With ongoing research and contribution on this subject Raphael KL et al, evaluated the association between baseline ammonium excretion and clinical outcomes in African American.

Study of Kidney Disease and Hypertension participants, recently published in the Journal of the American Society of Nephrology, they concluded that low ammonium excretion is associated with death and renal failure in hypertensive kidney disease, even among those without acidosis, low ammonium excretion could identify patients with CKD and normal bicarbonate levels who might benefit from alkali before acidosis develops [10].

We as nephrologist may have to pay more attention to metabolic acidosis in CKD patients, and not to ignore borderline serum bicarbonate levels, think in depth about its consequences, the associated decline in renal function, poor outcomes, and the increased mortality.

We may even need to consider monitoring urinary indices for early signs of decreased ammonia production and start early alkali therapy before serum bicarbonate drop below 22 mmol/L, in view of the above recently published study.

REFERENCES

1. Garibotto G, Sofia A, Robaudo C, et al. Kidney protein dynamics and ammoniagenesis in humans with chronic metabolic acidosis. J Am Soc Nephrol. 2004;15:1606.
2. Kraut JA, Madias NE. Consequences and therapy of the metabolic acidosis of chronic kidney disease. Pediatr Nephrol 2011;26: 19–28.
3. Raphael KL, Zhang Y, Ying J, et al. Prevalence of and risk factors for reduced serum bicarbonate in chronic kidney disease. Nephrology (Carlton). 2014;19: 648–54.
4. KDOQI US Commentary on the 2012 KDIGO Clinical Practice Guideline for the Evaluation and Management of CKD. Am J Kidney Dis. 2014;63(5):713-35.
5. Kidney Disease: Improving Global Outcomes (KDIGO) CKD Work Group. KDIGO 2012 clinical practice guideline for the evaluation and management of chronic kidney disease. Kidney Int Suppl. 2013;3:1-150.
6. Nath KA, Hostetter MK, Hostetter TH. Pathophysiology of chronic tubulo-interstitial disease in rats: Interactions of dietary acid load, ammonia, and complement component C3. J Clin Invest 1985;76: 667–75.
7. Susantitaphong P, Sewaralthahab K, Balk EM, et al. Short- and Long-Term Effects of Alkali Therapy in Chronic Kidney Disease: A Systematic Review.

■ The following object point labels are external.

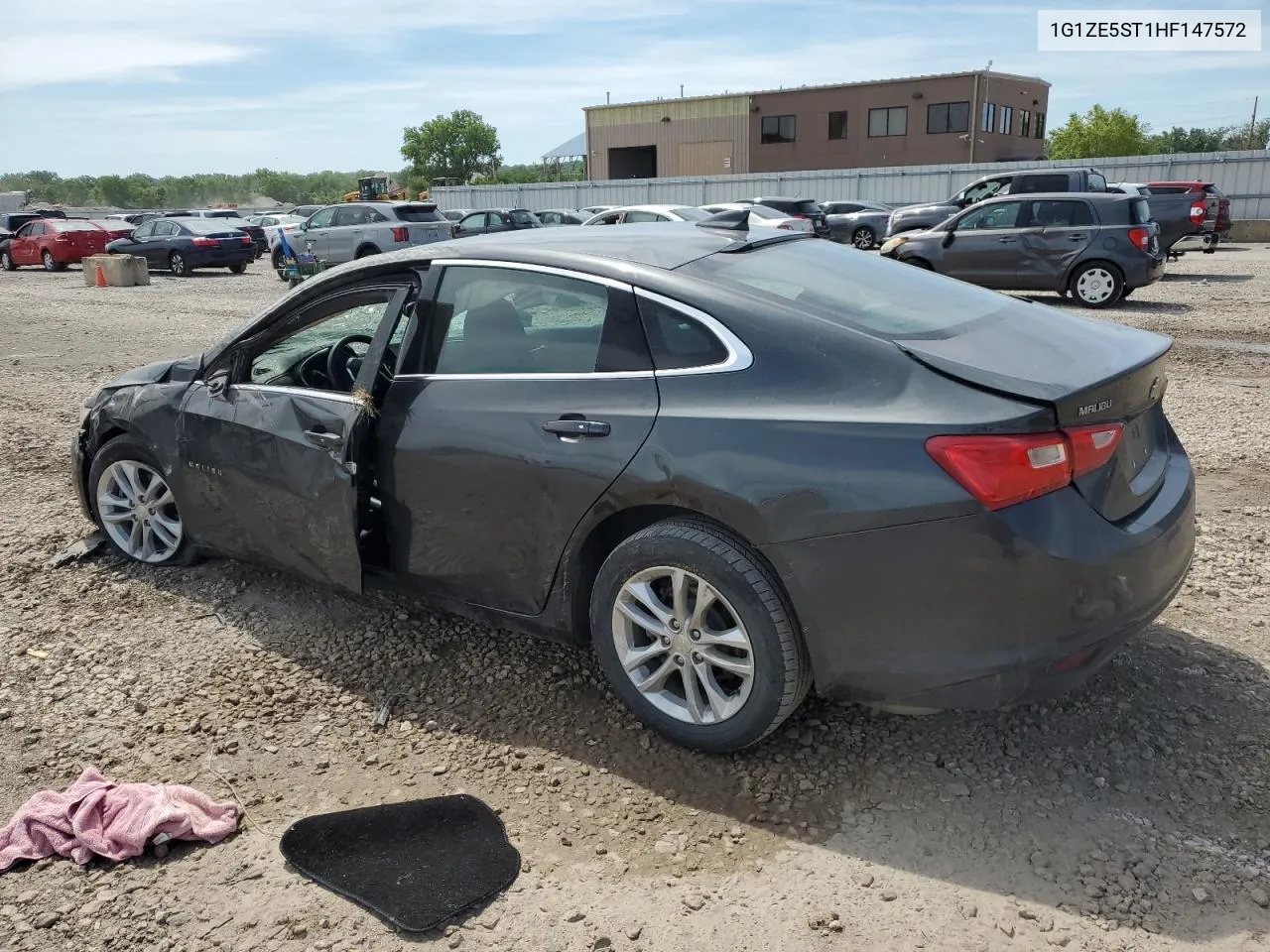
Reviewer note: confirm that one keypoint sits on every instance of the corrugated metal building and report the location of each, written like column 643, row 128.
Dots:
column 955, row 117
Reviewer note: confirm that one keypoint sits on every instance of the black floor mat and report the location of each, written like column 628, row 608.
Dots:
column 414, row 865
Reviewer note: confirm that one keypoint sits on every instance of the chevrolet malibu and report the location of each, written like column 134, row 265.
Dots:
column 735, row 465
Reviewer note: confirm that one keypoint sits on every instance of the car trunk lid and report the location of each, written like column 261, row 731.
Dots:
column 1087, row 372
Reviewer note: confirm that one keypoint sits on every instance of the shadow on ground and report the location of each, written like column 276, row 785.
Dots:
column 1157, row 766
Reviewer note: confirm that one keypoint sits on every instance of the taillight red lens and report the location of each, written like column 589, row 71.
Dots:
column 1005, row 470
column 1001, row 471
column 1092, row 445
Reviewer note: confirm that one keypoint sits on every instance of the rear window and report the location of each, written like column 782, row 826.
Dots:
column 837, row 284
column 418, row 212
column 208, row 226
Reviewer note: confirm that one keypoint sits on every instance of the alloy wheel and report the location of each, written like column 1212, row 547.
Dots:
column 139, row 512
column 683, row 645
column 1095, row 286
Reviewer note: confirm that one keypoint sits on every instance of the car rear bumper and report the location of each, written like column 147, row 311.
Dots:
column 987, row 610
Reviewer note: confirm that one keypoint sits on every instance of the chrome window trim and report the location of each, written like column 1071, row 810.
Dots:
column 739, row 357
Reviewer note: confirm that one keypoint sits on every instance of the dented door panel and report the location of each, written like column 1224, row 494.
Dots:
column 270, row 474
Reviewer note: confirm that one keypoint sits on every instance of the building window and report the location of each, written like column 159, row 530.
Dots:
column 948, row 117
column 778, row 128
column 892, row 121
column 987, row 117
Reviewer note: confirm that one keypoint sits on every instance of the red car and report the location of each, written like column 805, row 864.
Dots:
column 1218, row 204
column 56, row 243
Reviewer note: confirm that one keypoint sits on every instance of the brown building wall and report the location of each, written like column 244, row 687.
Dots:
column 812, row 148
column 693, row 136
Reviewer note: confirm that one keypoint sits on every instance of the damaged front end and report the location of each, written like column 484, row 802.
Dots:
column 144, row 400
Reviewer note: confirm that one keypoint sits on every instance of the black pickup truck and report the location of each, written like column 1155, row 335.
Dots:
column 1007, row 182
column 1187, row 221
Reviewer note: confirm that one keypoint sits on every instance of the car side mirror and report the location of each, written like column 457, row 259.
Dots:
column 218, row 384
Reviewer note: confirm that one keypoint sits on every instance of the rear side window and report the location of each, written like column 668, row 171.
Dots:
column 677, row 340
column 841, row 286
column 418, row 212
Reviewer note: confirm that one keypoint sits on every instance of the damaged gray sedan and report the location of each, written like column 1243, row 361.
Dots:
column 734, row 463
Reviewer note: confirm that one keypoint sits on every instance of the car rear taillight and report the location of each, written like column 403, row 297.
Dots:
column 1005, row 470
column 1092, row 445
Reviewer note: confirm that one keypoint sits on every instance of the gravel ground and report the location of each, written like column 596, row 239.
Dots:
column 1129, row 815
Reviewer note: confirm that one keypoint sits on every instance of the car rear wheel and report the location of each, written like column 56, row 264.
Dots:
column 135, row 506
column 695, row 636
column 1097, row 285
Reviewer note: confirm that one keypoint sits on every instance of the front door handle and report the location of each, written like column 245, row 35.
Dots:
column 324, row 439
column 566, row 426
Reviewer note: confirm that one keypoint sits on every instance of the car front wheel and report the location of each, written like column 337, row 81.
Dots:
column 1096, row 285
column 135, row 506
column 695, row 636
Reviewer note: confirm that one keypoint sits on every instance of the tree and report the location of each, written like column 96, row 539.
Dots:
column 456, row 146
column 1098, row 134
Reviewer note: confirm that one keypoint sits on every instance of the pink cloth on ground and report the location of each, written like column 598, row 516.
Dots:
column 96, row 816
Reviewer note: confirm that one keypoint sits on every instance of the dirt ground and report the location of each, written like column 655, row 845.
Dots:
column 1130, row 815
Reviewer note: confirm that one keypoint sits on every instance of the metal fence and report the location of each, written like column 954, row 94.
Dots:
column 1243, row 177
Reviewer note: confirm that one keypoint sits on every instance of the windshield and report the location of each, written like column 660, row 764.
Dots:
column 418, row 212
column 837, row 284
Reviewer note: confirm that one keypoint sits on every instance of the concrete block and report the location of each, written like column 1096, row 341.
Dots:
column 119, row 271
column 1250, row 230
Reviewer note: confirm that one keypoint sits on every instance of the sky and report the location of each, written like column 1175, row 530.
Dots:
column 234, row 85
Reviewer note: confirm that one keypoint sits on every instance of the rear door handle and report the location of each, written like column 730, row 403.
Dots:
column 324, row 439
column 576, row 428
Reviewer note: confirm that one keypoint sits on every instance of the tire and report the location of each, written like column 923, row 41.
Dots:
column 1096, row 285
column 276, row 259
column 748, row 598
column 157, row 540
column 864, row 238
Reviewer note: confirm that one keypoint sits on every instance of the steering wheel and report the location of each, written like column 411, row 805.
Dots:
column 340, row 356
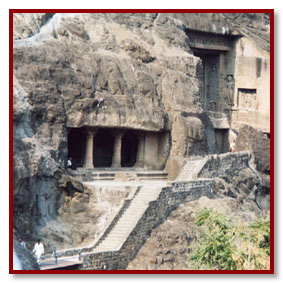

Am J Nephrol 2012;35:540–47.
8. Kovesdy CP, Anderson JE, Kalantar-Zadeh K. Association of serum bicarbonate levels with mortality in patients with non-dialysis-dependent CKD. Nephrol Dial Transplant. 2009;24: 1232–37.
9. Paul J Roderick, Narelle S Willis, Sara Blakeley, et al. Correction of chronic metabolic acidosis for chronic kidney disease patients. Cochrane Database Syst Rev. 2007; 1.
10. Kalani L. Raphael, David J, et al. Urine Ammonium Predicts Clinical Outcomes in Hypertensive Kidney Disease. J Am Soc Nephrol. 2017;28:2483–90.